More must be done to prepare students for success after graduation. The education field knows how to do this. There’s no shortage of promising practices to choose from, like early college programs—which allow students to take college courses while still in high school and earn credit for both—or individualized learning plans (ILPs)—which help students identify interests and set goals to guide a plan for after graduation. The problem is that many schools and districts don’t have the time, resources, or expertise in data use and analysis to make programs like this a reality.
Three years ago, we set out to change that. We teamed up with Boston University and MassINC to launch the Massachusetts Institute of College and Career Readiness (MICCR), an initiative to help Gateway Cities prepare students for success after high school.
Gateway Cities, which are former industrial centers that have struggled as the state shifted toward a knowledge economy, are ground zero when it comes to preparing the next generation for tomorrow’s jobs. Graduates from these small-to-midsize urban districts are projected to make up nearly a third of the state’s future workforce. Though significant progress has been made to improve high school graduation rates in these districts, only about 20 percent of Gateway City students complete a 2- or 4-year degree.

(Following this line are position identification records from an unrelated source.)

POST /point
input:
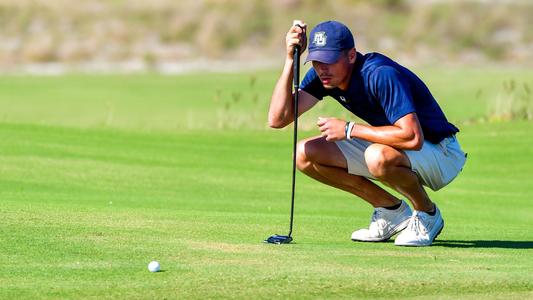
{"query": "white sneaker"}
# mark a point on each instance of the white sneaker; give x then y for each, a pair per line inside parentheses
(422, 229)
(384, 224)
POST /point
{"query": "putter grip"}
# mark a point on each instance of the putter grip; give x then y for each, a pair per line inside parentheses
(296, 57)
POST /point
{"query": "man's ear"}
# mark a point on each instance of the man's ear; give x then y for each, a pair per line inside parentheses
(352, 55)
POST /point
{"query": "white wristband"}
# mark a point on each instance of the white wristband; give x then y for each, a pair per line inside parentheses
(349, 132)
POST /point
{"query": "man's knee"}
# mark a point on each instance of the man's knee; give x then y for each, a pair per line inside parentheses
(380, 159)
(302, 157)
(308, 151)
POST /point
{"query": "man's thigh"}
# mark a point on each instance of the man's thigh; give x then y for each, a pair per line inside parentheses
(318, 150)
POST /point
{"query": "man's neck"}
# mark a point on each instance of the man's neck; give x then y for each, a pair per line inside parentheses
(346, 82)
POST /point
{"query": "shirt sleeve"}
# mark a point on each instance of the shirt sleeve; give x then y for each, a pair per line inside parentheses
(312, 85)
(392, 92)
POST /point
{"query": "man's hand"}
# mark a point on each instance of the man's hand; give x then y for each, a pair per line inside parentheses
(332, 129)
(296, 36)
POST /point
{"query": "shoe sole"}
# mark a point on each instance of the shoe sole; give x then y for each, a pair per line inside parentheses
(398, 228)
(419, 245)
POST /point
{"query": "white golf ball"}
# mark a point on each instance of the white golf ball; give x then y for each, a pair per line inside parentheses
(154, 266)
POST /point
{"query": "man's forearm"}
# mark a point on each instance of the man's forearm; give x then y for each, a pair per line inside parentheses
(391, 135)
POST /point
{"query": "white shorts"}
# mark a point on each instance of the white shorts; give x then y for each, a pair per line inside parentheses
(435, 164)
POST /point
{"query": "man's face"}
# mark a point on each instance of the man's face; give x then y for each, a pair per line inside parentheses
(336, 74)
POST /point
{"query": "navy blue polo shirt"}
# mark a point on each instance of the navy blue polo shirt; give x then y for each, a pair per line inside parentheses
(381, 91)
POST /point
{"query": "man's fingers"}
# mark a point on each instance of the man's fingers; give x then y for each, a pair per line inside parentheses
(321, 121)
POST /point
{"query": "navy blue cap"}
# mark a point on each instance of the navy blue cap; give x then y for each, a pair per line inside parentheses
(328, 40)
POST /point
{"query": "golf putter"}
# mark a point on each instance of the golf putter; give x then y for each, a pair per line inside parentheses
(285, 239)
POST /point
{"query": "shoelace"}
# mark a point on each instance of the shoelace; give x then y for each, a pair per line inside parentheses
(378, 220)
(418, 225)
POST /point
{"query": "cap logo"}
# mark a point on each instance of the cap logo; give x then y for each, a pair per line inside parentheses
(320, 39)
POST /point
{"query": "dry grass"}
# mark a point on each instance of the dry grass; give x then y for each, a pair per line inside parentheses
(159, 31)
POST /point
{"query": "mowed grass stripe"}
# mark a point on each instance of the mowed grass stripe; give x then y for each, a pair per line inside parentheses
(84, 211)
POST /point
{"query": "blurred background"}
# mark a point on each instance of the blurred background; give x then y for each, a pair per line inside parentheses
(168, 36)
(203, 64)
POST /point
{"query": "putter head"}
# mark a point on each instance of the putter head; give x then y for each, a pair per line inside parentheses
(278, 239)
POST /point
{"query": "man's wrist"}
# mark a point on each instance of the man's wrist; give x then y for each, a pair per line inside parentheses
(348, 130)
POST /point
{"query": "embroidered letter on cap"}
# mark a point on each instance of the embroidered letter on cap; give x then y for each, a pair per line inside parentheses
(320, 39)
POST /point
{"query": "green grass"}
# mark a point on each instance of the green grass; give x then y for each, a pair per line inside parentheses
(85, 205)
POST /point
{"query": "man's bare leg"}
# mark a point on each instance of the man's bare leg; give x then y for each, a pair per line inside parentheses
(323, 161)
(393, 168)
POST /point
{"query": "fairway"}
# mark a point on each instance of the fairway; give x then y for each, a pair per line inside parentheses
(101, 175)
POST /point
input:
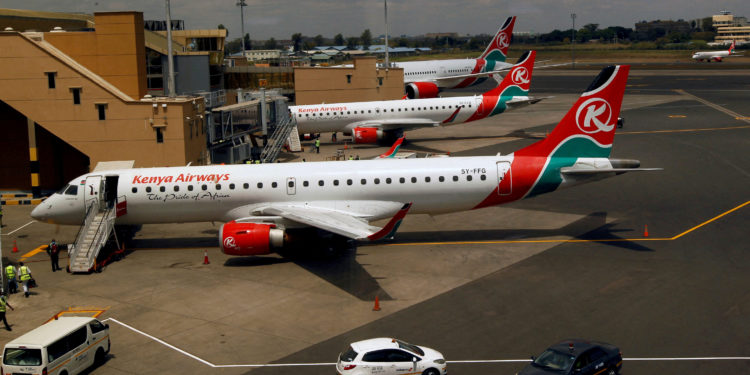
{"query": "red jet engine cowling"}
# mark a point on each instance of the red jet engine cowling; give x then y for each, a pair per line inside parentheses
(366, 135)
(249, 238)
(422, 90)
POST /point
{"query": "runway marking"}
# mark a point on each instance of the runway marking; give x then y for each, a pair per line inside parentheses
(686, 130)
(713, 105)
(19, 228)
(207, 363)
(494, 242)
(33, 252)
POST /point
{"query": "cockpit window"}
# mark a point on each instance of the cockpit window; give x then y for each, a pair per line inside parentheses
(71, 190)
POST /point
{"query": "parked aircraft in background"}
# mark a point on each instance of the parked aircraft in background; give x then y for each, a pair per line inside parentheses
(266, 205)
(717, 56)
(425, 79)
(370, 122)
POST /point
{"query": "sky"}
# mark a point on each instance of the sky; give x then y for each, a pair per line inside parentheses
(282, 18)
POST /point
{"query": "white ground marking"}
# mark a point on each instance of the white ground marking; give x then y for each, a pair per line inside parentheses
(207, 363)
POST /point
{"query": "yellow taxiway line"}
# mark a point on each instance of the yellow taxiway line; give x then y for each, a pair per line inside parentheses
(717, 217)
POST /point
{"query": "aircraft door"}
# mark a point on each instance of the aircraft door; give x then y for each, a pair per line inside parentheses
(94, 187)
(504, 178)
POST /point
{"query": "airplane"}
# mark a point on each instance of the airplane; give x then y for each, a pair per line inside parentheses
(717, 56)
(370, 122)
(425, 79)
(264, 206)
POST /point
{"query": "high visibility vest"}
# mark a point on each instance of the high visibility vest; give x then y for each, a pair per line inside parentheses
(10, 271)
(25, 273)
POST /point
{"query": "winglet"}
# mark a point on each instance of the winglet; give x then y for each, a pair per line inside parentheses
(393, 150)
(390, 229)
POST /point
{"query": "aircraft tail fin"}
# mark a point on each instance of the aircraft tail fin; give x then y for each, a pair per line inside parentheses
(588, 129)
(498, 48)
(518, 80)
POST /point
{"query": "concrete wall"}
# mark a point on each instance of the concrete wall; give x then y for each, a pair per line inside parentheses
(331, 85)
(115, 51)
(127, 133)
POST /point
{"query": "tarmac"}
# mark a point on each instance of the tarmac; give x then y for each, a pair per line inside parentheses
(492, 285)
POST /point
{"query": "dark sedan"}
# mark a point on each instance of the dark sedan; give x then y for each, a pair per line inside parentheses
(577, 357)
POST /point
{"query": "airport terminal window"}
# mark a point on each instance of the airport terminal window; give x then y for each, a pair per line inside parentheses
(76, 94)
(51, 79)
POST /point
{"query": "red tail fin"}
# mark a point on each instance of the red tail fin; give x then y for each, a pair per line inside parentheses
(519, 76)
(594, 116)
(498, 48)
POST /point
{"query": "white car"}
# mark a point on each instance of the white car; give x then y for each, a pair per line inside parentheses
(388, 356)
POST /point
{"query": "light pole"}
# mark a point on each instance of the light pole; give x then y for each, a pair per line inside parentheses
(573, 40)
(242, 5)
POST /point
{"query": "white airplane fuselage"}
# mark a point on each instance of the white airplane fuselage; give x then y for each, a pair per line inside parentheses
(230, 192)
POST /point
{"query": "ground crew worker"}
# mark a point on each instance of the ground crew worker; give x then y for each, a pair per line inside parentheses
(10, 274)
(24, 274)
(3, 303)
(54, 254)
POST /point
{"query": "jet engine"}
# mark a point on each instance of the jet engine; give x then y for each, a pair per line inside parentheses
(249, 238)
(421, 90)
(367, 135)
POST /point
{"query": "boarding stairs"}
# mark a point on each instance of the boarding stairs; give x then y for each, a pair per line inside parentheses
(92, 237)
(284, 129)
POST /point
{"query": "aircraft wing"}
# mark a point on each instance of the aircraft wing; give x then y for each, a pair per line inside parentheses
(338, 222)
(396, 123)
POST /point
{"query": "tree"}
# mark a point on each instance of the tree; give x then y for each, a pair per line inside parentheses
(319, 41)
(297, 41)
(248, 43)
(270, 44)
(366, 39)
(338, 40)
(351, 42)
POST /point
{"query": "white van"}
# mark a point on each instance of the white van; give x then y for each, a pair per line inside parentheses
(64, 346)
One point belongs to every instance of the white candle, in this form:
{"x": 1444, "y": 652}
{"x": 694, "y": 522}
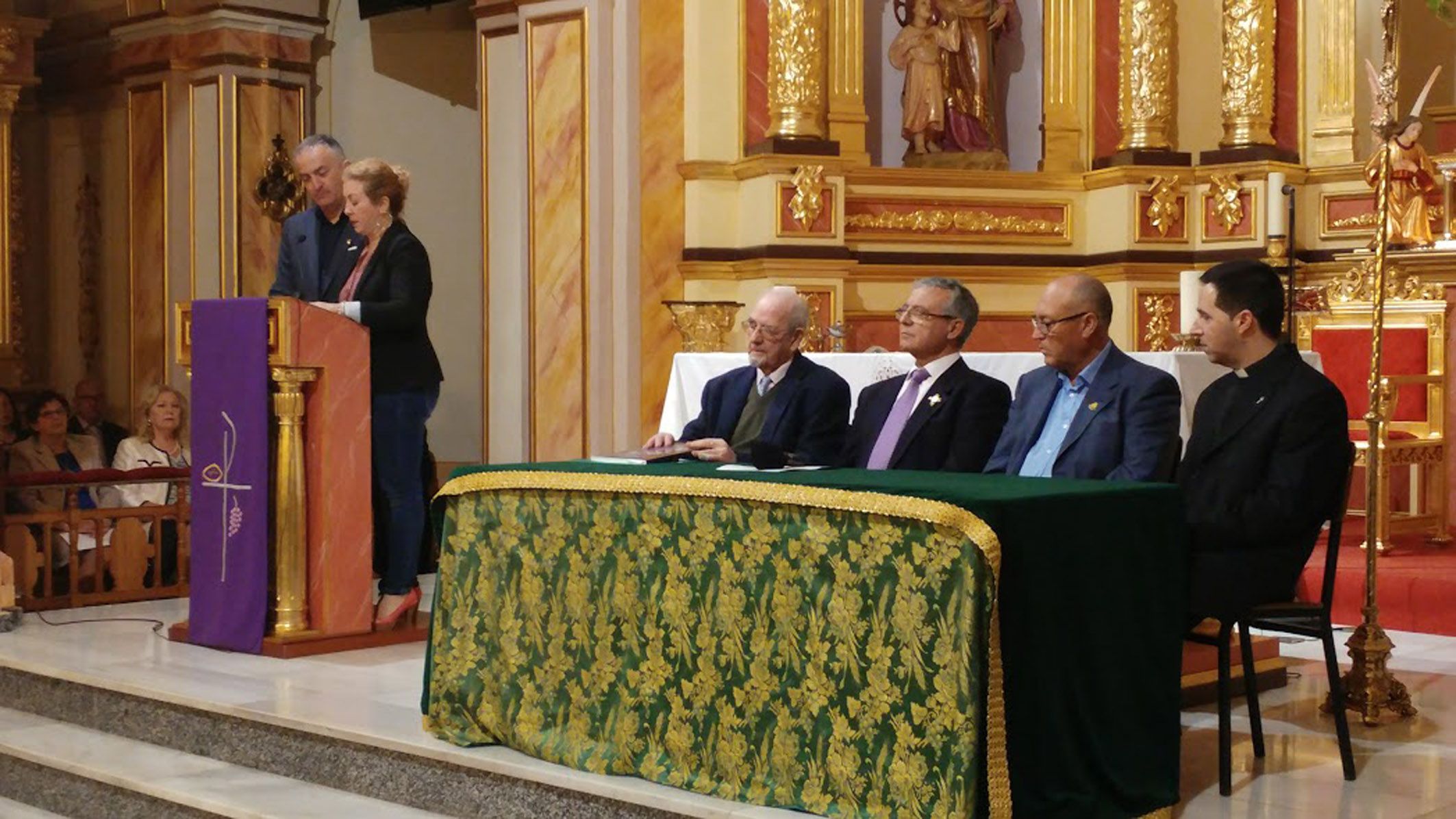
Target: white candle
{"x": 1188, "y": 287}
{"x": 1279, "y": 205}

Educators in these cities are stretched too thin to implement new college and career readiness approaches. So, the MICCR paired 14 Gateway City school districts with volunteer senior academic researchers selected from universities across the nation. The districts worked with their researchers to design, implement, and evaluate a variety of college and career readiness programs. These researcher-practitioner partnerships help districts overcome some of the barriers to preparing students for success while giving researchers exposure to classroom learning, enabling them to produce studies with actionable findings.
Barnstable Public Schools, for example, wanted to explore how ILPs could be used effectively in their schools. MICCR assigned Dr. Bianca L. Guzmán, a professor at California State University who specializes in research examining the socio-behavioral determinants of health in youth. Together, they worked to measure workforce readiness skills and piloted a career readiness curriculum using ILPs that is now being expanded throughout the high school.

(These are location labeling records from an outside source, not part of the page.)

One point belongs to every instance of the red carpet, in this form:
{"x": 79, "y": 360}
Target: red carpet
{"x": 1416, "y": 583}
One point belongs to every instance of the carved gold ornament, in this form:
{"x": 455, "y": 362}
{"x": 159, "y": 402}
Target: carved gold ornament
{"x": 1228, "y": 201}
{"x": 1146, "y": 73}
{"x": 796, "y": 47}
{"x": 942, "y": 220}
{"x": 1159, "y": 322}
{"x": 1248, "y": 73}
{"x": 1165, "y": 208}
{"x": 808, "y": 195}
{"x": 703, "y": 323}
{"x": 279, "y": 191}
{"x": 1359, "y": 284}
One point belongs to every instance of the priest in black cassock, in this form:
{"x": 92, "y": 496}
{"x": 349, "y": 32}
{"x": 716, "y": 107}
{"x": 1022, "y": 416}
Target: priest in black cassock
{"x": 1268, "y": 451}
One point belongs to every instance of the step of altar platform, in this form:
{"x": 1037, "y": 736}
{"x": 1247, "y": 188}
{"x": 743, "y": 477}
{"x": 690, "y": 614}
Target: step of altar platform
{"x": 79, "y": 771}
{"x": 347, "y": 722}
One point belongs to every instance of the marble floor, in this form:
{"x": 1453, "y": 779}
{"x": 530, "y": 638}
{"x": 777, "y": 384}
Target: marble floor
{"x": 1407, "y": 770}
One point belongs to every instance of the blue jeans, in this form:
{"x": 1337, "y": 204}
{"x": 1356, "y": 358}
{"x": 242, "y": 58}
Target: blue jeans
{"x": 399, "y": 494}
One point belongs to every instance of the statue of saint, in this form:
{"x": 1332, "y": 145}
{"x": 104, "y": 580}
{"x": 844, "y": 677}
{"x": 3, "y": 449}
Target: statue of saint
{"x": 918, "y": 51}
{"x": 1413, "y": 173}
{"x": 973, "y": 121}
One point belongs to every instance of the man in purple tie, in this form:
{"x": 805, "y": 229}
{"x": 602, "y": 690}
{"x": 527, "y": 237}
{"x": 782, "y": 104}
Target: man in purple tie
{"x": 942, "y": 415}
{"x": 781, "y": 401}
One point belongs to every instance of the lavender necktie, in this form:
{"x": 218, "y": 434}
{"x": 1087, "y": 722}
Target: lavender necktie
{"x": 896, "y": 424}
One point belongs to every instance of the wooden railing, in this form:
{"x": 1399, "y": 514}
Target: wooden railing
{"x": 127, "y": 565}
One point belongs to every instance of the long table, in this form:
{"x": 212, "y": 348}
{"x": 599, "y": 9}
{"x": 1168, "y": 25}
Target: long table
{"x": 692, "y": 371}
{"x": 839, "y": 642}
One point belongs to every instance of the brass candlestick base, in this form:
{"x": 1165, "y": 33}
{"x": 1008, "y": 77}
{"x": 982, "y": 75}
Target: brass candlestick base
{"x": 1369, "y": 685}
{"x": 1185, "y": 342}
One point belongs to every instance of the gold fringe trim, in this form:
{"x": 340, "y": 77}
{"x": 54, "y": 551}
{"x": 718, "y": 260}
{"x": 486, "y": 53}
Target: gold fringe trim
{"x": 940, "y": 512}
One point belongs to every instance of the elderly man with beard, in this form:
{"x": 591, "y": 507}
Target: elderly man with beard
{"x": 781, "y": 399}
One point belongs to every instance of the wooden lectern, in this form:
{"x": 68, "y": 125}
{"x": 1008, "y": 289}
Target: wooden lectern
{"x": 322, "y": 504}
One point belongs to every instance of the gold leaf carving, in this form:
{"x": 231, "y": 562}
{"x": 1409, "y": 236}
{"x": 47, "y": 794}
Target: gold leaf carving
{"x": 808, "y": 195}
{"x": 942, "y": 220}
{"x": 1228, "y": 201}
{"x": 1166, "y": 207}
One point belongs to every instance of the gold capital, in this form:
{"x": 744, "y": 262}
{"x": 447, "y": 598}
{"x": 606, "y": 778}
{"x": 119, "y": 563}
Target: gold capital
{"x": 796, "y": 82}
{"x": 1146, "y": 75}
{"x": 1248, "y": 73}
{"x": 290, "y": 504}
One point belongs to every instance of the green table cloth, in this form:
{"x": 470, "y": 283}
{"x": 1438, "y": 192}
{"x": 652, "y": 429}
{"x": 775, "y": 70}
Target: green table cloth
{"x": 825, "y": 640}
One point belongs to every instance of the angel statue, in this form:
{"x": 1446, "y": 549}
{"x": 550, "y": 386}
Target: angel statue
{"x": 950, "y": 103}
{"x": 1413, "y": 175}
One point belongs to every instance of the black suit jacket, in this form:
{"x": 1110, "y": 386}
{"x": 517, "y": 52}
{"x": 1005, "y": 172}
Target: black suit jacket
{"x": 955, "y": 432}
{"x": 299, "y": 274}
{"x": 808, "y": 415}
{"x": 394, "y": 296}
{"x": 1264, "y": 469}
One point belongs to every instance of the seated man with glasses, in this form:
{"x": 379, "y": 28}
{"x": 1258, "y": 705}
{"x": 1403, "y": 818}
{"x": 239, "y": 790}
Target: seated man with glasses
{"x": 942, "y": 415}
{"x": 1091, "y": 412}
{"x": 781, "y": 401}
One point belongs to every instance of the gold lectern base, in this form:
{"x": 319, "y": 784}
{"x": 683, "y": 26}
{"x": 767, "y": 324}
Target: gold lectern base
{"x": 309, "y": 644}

For partnerships like this to work, teams need to build trust and a common language for communicating. Our role was to help foster these relationships and troubleshoot challenges. Our experience working in both local education and research allowed us to play the role of “culture broker” while these relationships developed. We also acted as project manager, creating the structures needed to allow these partnerships to prosper.

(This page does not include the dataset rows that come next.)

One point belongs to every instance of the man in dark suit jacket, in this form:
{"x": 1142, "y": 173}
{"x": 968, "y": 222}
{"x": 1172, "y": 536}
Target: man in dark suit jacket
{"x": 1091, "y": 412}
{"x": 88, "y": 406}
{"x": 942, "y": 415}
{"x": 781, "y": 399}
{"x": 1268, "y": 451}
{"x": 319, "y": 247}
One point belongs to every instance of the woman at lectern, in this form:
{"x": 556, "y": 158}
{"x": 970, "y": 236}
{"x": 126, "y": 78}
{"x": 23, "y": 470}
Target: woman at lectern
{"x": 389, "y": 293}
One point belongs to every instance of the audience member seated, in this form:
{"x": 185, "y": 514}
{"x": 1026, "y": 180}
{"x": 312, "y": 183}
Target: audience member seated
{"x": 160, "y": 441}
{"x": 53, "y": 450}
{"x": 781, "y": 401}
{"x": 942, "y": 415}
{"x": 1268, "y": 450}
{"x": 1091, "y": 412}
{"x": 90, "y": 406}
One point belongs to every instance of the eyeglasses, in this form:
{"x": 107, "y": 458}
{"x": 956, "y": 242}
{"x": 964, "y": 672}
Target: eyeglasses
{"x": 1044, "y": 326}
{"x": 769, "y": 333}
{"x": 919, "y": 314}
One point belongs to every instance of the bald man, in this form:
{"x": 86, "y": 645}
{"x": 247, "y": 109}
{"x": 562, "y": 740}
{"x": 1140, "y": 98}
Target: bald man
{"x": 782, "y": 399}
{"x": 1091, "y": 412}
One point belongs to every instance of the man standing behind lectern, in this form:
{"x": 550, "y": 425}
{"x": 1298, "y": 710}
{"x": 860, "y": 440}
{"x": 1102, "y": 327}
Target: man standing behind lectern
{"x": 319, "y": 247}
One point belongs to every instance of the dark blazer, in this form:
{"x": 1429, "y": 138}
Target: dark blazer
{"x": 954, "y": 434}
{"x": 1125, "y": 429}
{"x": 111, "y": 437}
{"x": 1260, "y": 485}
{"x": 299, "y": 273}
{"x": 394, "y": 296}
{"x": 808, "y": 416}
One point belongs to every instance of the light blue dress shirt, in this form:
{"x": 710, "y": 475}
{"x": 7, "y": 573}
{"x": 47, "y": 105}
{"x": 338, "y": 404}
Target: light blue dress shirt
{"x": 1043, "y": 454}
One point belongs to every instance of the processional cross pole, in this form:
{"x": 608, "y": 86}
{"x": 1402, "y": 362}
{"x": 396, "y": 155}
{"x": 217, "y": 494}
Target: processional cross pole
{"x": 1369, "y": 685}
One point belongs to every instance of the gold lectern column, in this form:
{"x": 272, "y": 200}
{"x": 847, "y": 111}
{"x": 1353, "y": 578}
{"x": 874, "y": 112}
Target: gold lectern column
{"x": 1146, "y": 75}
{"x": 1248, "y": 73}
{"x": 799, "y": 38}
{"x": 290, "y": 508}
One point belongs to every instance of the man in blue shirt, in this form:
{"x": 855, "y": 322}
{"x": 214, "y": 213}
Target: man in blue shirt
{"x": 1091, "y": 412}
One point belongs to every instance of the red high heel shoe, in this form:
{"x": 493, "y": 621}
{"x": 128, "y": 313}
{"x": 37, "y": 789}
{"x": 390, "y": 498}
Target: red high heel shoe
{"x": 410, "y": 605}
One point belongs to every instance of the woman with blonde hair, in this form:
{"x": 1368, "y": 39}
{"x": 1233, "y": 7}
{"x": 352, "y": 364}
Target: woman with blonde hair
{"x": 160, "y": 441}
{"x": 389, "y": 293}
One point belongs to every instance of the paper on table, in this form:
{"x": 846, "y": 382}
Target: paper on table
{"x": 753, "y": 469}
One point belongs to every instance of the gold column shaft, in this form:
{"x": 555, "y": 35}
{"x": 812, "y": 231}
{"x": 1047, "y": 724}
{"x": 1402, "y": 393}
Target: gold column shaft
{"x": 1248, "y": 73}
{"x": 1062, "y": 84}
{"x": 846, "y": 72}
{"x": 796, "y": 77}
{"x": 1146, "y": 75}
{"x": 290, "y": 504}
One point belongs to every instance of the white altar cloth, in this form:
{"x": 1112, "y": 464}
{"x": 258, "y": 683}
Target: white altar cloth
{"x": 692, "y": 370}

Three years later, we’ve learned a lot about the power of research-practice partnerships. The presence of the researcher brought districts the expertise and capacity to help implement new projects with fidelity; educators were eager to innovate in partnership with academic researchers; and the partnerships helped increase the districts’ commitment to implementation and continuous improvement. Perhaps most importantly, we learned that research-practice partnerships are an effective and low-cost approach to growing innovative practices in schools and districts.
As we work to move our education system to one that truly prepares students for the 21st century workforce, we should consider the role of research-practice partnerships as a key next step. We hope the MICCR project will serve as a model for how this type of partnership can help address some of the biggest challenges we face in education.